The visual renditions of the Cape Coral Yacht Club rebuild are everything promised — and more.
Prepared by Kimley-Horn and Sweet Sparkman Architects, the presentation at Wednesday’s Cape Coral City Council workshop fulfilled the city’s vision of a resort-style complex to include a two-story community center capable of handing everything from small club or business meetings to two large-scale events at once; a resort-style pool and a nearby children’s water feature; an expanded beach; a new marina with 150 boat slips and nearly four dozen boat trailer parking spaces; and yes, the four-level parking garage to accommodate the type of traffic the city hopes its “destination” hub will attract.
The wow factor was there.
The money, from council’s perspective, was not.
The price estimate for the rebuild ticked in at $196 million, not including the $5 million cost of replacing the pier destroyed by Hurricane Ian. That estimate is lower than the $225 million talked about in October — and much lower than the guestimate of “closer to $300 million” then proffered by Mayor John Gunter — but council had a collective question: How to pay for the dream.
Put another way, how much debt does the city want to incur and how should that debt be structured — and let’s not forget — who pays and how and how much?

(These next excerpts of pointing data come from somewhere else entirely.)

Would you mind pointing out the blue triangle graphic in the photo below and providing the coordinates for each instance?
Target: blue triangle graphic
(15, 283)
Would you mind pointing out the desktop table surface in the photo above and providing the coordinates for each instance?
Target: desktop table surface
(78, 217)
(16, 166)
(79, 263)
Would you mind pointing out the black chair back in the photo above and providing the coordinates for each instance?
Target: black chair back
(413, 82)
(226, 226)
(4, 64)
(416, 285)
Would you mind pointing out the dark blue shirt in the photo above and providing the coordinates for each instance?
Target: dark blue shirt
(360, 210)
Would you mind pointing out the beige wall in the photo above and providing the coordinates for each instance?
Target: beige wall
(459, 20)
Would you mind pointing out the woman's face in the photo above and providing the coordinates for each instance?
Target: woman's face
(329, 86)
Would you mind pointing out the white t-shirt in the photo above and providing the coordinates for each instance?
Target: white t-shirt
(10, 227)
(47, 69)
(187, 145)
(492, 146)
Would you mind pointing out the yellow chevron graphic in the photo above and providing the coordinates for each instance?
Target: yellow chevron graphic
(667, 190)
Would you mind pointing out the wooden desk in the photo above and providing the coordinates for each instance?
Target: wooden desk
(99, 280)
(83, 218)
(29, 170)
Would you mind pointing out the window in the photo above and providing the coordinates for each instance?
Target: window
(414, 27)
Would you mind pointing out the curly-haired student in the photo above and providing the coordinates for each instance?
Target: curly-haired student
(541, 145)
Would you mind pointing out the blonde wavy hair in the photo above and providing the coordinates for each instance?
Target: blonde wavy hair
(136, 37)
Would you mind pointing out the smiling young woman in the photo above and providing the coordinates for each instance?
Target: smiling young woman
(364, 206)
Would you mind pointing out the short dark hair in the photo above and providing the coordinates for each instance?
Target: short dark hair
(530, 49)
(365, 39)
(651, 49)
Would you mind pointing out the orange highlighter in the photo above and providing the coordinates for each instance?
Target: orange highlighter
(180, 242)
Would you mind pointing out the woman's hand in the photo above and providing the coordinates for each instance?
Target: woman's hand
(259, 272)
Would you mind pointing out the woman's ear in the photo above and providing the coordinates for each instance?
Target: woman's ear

Council’s consensus was to ask City Manager Michael Ilczyszyn to look again at funding strategies and a possible phased-in approach to the project itself.
We understand council’s concerns.
Last go-around in October, council asked city staff to explore public-private partnerships — essentially types of concessionaire agreements such as the one the city has with a Kerns Restaurant Group LLC to rebuild the Boathouse Tiki Bar & Grill and operate the planned fuel pumps at the complex — to offset some of the costs.
The city’s Request for Information effort did not draw any response.
Meanwhile, pols at the state level are pandering to the public with yet more yak of eliminating property taxes, which municipalities rely upon, but not offering — at least not publicly — a replacement vehicle because, well, you know, cities and counties can simply just cut the fat.
The how-to-fund-it ball is back in staff’s hands.
Taxpayers citywide are waiting to see how they play it.